However, the two systems have much to learn from each other. Islamic finance in its modern incarnation has been around longer than SRI and during that time has developed sophisticated techniques to avoid ethically problematic practises such as interest that SRI businesses could learn from.

Non-Muslim investors increasingly drawn to Islamic finance
Non-Muslim millennial investors are becoming increasingly drawn to Islamic finance since the financial crisis, particularly its prohibitions of riba and gharar, and SRI products incorporating techniques to avoid these could prove as popular as ESG considerations. Similarly, Islamic finance’s shunning of certain halal practices such as gambling, pornography or the production of weapons of mass destruction may be equally as attractive to the non-Muslim investor.

However, particularly given the relative sizes of the two industries, it may be that Islamic finance has more to learn from SRI, whose exponential growth shows that a focus on ESG issues is increasingly attractive to millennial investors and may help to spur further growth in Islamic finance.

Although Shariah-based finance is less explicitly concerned with environmental, social and governance matters than SRI – there is no specific injunction against businesses with questionable social or environmental practises. However, Islamic finance’s focus on ‘transactional equity’, whereby stronger parties in a transaction are prevented from taking advantage of weaker parties, and its prohibition of interest-based debt bring with it strong social outcomes.

Also, such a fundamental tenet of Islam as man’s stewardship over God’s creation makes the environment a concern to Islamic finance, and throughout the Quran and hadiths there are plenty of injunctions to care for the environment and society.
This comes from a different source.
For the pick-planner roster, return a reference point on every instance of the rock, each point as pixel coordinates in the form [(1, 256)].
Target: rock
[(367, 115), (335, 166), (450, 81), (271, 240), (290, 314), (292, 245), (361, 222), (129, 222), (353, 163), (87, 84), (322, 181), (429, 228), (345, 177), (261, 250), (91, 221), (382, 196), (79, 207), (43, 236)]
Examples of collaboration provided by green sukuk
One example of the crossover of SRI investing with Islamic finance is the green sukuk, or Islamic bonds, issued in Malaysia last year. The RM250 million ($59 million) sukuk was issued by Malaysia-based renewable energy and sustainable technology investment firm Tadau Energy to finance the construction of solar plants.
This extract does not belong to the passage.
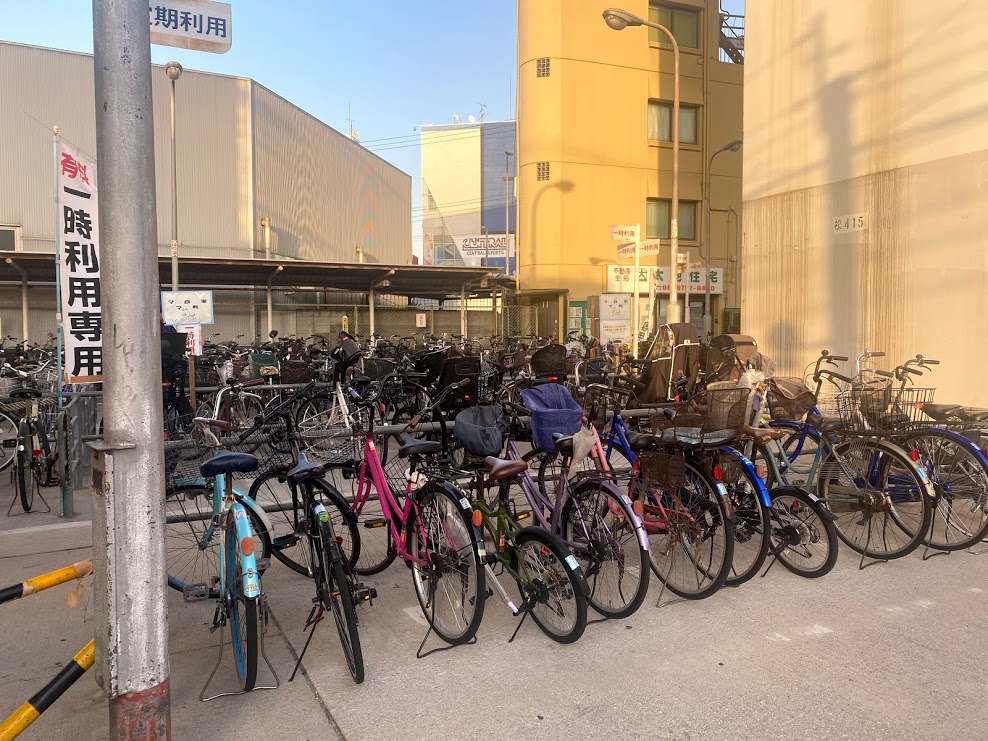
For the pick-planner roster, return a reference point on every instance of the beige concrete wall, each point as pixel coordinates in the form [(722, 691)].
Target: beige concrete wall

Following the success of this, Quantum Solar Park Malaysia launched the world’s largest green SRI sukuk — RM1 billion — last October to fund the construction of Southeast Asia’s largest solar photovoltaic plant.
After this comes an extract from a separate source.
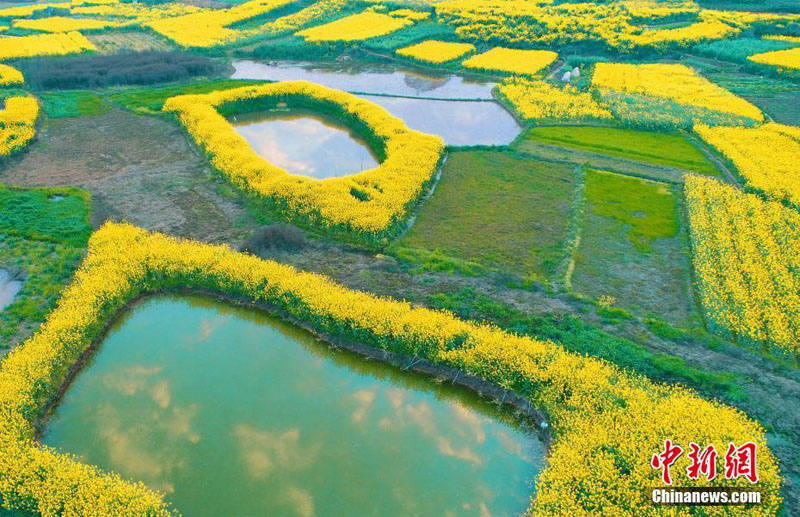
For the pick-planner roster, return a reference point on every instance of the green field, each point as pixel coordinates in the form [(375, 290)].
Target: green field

This type of crossover of SRI and Islamic finance is growing and points to closer collaboration in the future. Other recent green sukuk include a PKR100 billion ($813 million) issue in Pakistan to partially finance the Neelum-Jhelum Hydropower Project, and the intention of the National Central Cooling Company (Tabreed) in the United Arab Emirates to issue up to $1 billion in sukuk to expand its energy-efficient and environmentally friendly cooling services.

The Global Islamic Economy Summit (GIES) is the world’s largest and most comprehensive forum dedicated to the Islamic economy. It is organised by the Dubai Chamber of Commerce and Industry and Dubai Islamic Economy Development Centre (DIEDC) and strategically supported by Thomson Reuters.

Any opinions expressed here are the author’s own.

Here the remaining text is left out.